Within-a-week on model drops. When a vendor ships a model I already cover, I rerun the suite inside 7 days and publish a dated delta on the affected review.
Quarterly task review. I keep the 14 tasks fixed for at least 90 days. If a task becomes trivial for every model (score >= 9 for 3 weeks running), I swap it for a harder one and publish the retirement + replacement in the changelog.

What I do not do

Run public benchmarks (HumanEval, SWE-bench, and friends). Public evals are useful for researchers. They are noisy signal for engineers picking a tool this week.
Accept preview access or review embargoes. Every review is written against the shipped public version.
Take money for placement. No sponsorships, no vendor-funded posts. Affiliate links (used sparingly for tools I already score well) never move a score. The affiliate disclosure is on every affected post.
Chart scores on a single-number leaderboard. The Aider leaderboard is one useful signal; it is not the right lens for picking a refactoring tool.
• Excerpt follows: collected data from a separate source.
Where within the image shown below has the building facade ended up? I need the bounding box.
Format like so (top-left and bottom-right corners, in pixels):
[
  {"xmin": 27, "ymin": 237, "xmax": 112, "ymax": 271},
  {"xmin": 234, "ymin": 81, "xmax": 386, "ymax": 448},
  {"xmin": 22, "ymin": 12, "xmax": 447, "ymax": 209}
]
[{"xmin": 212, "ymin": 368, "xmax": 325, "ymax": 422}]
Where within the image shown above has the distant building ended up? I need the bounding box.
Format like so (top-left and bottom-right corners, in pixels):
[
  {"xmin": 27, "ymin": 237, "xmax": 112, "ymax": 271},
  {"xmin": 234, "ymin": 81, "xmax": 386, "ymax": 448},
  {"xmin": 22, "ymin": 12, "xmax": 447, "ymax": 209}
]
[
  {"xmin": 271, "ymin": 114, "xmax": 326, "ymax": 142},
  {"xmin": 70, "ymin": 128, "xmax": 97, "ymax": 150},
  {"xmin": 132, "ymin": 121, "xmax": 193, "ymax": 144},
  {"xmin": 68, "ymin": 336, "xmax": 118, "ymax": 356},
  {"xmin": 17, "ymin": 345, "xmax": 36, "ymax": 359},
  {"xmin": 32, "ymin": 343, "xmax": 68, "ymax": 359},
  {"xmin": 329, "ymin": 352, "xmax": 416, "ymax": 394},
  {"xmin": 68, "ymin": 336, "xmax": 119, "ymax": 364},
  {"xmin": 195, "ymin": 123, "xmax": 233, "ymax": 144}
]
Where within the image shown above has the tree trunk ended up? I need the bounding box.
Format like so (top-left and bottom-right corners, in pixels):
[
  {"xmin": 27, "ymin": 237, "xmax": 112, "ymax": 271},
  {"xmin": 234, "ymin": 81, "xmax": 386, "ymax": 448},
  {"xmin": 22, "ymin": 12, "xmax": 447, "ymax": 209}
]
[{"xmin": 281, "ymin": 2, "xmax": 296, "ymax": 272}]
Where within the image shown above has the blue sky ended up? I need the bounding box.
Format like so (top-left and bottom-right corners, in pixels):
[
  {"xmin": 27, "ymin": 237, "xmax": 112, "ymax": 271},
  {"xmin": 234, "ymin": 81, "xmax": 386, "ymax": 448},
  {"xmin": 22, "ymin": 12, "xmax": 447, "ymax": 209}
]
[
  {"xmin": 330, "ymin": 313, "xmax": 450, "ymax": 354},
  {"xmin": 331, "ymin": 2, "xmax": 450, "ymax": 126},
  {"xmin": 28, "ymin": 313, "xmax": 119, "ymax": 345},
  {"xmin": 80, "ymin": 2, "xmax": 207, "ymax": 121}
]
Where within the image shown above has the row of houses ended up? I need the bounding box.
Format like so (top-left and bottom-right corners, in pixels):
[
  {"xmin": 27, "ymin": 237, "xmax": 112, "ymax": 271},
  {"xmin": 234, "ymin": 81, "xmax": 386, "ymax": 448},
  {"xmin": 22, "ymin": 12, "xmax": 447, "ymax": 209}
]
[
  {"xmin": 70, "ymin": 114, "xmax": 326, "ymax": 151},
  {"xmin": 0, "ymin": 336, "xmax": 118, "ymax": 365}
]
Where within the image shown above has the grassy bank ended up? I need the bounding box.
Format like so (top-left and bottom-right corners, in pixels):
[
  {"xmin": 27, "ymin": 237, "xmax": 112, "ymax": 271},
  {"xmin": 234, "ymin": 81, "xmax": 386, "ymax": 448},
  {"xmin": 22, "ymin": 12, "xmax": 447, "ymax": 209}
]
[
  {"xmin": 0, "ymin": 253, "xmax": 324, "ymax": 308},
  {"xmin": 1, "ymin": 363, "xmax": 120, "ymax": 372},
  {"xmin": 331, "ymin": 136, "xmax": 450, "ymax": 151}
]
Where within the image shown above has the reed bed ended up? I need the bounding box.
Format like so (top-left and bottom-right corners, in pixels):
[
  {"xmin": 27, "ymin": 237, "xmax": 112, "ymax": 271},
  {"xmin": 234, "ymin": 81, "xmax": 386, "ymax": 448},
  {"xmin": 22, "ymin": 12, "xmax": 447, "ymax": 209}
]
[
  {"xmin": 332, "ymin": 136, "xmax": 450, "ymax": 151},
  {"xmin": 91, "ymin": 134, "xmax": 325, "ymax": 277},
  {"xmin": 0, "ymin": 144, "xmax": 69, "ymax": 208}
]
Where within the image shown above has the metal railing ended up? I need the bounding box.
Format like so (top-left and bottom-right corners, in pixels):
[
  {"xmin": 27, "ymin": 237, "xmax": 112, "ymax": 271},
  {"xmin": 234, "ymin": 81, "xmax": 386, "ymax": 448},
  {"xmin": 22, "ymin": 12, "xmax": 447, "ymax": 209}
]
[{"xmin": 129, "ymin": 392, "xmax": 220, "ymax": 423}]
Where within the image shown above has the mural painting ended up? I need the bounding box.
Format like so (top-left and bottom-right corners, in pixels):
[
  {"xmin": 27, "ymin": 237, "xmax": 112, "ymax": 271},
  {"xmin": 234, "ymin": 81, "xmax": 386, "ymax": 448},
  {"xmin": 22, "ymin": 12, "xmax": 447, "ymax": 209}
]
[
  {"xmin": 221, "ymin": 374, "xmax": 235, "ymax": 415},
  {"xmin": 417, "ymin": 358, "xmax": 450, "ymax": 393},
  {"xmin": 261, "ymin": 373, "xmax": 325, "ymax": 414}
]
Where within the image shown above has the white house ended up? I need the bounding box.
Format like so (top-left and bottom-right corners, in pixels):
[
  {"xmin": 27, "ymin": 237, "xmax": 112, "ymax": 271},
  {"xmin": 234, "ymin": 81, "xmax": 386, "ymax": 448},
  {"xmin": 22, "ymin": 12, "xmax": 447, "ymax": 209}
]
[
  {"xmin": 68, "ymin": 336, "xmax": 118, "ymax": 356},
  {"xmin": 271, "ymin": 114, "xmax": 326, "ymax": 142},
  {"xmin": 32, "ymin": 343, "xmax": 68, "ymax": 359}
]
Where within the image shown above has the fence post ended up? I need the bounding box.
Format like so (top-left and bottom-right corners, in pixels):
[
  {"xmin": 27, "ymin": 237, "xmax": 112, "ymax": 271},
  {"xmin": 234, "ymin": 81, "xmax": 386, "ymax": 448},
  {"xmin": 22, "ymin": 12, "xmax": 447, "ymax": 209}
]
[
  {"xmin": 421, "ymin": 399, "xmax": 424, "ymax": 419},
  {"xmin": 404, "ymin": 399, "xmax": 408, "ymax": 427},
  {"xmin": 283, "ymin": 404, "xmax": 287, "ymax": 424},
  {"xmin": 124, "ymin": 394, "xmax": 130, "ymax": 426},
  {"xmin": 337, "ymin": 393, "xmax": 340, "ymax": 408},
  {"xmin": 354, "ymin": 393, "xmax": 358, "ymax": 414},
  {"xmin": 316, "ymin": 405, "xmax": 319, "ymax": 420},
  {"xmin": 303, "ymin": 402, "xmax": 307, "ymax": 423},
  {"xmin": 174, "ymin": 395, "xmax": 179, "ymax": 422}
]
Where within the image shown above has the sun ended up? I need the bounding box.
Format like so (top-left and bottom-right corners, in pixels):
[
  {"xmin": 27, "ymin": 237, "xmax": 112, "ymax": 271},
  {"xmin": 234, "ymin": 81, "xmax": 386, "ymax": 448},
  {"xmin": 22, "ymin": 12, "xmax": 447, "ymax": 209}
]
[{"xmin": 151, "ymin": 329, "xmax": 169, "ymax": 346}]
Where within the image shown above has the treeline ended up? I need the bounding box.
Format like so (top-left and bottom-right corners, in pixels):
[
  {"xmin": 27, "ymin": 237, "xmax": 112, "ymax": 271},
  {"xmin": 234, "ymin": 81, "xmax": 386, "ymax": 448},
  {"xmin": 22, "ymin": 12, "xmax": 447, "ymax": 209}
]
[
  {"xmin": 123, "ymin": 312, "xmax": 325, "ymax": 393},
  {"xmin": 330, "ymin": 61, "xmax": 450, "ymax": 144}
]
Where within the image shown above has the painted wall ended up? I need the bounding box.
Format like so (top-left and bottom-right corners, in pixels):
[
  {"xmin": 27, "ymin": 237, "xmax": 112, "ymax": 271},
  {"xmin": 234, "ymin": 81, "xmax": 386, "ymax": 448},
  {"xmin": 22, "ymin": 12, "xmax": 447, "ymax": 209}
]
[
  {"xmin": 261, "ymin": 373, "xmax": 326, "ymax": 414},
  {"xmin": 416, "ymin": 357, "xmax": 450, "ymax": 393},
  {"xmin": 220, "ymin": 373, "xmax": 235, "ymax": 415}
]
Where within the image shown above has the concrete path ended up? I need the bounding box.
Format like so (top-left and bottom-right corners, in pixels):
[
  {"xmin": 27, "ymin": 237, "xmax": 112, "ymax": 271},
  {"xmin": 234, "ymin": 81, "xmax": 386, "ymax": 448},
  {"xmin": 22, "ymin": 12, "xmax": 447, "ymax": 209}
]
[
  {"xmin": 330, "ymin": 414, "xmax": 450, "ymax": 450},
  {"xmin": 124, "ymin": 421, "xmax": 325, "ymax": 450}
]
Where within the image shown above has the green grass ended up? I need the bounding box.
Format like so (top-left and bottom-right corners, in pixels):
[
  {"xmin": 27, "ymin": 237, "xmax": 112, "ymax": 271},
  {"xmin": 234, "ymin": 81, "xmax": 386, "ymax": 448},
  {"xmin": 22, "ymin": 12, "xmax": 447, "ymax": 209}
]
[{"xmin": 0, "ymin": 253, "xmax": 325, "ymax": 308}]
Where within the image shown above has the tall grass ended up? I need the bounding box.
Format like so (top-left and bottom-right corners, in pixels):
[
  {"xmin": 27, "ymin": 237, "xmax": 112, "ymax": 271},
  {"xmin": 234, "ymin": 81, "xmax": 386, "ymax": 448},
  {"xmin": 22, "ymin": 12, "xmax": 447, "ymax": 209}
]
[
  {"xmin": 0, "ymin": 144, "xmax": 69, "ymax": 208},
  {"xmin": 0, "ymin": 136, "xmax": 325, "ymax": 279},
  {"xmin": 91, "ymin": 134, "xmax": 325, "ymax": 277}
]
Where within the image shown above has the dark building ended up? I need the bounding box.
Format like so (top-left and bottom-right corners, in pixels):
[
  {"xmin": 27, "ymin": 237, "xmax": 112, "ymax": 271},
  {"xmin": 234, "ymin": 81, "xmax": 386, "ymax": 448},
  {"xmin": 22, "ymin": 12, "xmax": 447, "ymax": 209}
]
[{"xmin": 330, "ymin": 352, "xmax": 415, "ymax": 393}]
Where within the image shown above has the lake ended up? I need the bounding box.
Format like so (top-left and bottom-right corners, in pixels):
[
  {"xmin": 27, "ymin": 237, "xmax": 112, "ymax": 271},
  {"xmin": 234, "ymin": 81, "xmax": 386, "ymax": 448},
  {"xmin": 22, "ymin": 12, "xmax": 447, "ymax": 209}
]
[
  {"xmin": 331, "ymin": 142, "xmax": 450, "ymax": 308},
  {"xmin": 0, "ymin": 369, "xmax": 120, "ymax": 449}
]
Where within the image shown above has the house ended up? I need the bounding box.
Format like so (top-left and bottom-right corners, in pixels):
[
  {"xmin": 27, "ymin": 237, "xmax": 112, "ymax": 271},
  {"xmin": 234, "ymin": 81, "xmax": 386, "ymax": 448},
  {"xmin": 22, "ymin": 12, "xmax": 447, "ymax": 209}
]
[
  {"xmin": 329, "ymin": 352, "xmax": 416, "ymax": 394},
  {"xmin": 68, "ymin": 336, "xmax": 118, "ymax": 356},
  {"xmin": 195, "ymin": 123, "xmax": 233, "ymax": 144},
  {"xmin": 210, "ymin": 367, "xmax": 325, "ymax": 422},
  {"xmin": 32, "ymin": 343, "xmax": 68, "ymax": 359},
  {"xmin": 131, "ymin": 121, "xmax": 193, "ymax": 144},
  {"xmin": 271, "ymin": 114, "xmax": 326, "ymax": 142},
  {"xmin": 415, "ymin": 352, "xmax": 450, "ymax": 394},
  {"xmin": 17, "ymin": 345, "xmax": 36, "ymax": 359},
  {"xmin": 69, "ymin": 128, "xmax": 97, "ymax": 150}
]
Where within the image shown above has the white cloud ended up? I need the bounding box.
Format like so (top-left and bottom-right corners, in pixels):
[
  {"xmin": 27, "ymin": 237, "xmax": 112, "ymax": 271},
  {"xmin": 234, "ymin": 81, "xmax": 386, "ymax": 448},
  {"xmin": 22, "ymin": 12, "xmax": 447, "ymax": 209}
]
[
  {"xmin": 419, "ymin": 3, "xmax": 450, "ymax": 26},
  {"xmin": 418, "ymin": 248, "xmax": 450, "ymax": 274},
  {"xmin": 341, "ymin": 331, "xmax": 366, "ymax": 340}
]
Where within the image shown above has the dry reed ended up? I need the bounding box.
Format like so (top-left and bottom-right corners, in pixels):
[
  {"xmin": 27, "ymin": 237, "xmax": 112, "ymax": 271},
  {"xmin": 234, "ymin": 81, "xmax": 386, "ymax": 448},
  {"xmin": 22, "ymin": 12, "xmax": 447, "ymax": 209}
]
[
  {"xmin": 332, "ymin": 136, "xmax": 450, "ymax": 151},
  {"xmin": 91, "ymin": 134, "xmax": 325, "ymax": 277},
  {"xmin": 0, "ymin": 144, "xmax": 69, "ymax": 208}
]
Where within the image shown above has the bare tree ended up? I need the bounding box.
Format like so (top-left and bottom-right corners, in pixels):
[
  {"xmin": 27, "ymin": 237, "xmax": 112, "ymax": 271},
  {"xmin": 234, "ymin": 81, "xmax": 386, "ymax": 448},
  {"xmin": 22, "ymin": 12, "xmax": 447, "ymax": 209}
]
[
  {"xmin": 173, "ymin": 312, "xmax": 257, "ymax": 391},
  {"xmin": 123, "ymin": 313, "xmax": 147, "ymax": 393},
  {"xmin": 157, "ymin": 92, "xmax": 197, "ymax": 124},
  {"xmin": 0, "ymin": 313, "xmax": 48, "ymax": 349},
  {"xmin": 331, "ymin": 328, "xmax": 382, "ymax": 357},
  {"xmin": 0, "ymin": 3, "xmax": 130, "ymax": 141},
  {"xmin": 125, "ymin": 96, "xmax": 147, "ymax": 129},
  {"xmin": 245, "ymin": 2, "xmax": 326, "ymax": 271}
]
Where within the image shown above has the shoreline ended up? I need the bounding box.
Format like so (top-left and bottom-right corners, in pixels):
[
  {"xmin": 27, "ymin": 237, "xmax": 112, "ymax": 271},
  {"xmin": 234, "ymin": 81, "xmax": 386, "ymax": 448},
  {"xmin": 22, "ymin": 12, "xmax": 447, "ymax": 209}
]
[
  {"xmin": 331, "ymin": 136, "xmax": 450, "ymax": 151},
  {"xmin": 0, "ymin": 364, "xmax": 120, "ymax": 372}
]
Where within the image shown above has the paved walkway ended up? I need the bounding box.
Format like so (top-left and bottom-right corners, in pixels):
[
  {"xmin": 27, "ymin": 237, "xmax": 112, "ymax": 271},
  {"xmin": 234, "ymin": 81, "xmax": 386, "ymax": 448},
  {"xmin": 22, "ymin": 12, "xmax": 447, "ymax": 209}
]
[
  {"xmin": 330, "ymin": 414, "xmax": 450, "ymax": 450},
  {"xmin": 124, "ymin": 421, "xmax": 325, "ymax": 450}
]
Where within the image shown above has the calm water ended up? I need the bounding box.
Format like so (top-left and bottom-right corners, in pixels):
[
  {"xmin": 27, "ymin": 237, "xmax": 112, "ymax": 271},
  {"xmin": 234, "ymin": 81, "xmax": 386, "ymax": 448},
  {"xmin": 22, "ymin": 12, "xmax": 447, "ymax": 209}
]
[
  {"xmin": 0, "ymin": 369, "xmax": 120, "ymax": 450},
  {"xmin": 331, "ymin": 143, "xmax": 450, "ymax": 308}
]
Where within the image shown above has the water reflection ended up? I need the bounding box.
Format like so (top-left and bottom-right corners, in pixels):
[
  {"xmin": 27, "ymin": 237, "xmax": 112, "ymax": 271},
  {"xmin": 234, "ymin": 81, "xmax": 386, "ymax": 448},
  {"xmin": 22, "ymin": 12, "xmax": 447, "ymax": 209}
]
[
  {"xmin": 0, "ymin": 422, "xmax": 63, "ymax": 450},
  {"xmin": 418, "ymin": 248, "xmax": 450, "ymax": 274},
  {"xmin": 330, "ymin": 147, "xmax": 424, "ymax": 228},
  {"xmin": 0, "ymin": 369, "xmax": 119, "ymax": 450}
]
My leaderboard shows per-domain numbers, or it does not ship.

Corrections policy

If a score is wrong, send a link to corrections@thecodingcolosseum.com with the two lines of evidence that disprove it. I fix inside 7 days. Corrections keep the old number visible with a strikethrough, show the new number next to it, and carry a dated changelog entry on the affected post. I do not silently re-score.

The 14 tasks sit in a private fixture repo that I share with any reviewer who asks in good faith. The private repo is the single source of truth. If the tasks on this page drift from the fixture, the fixture wins.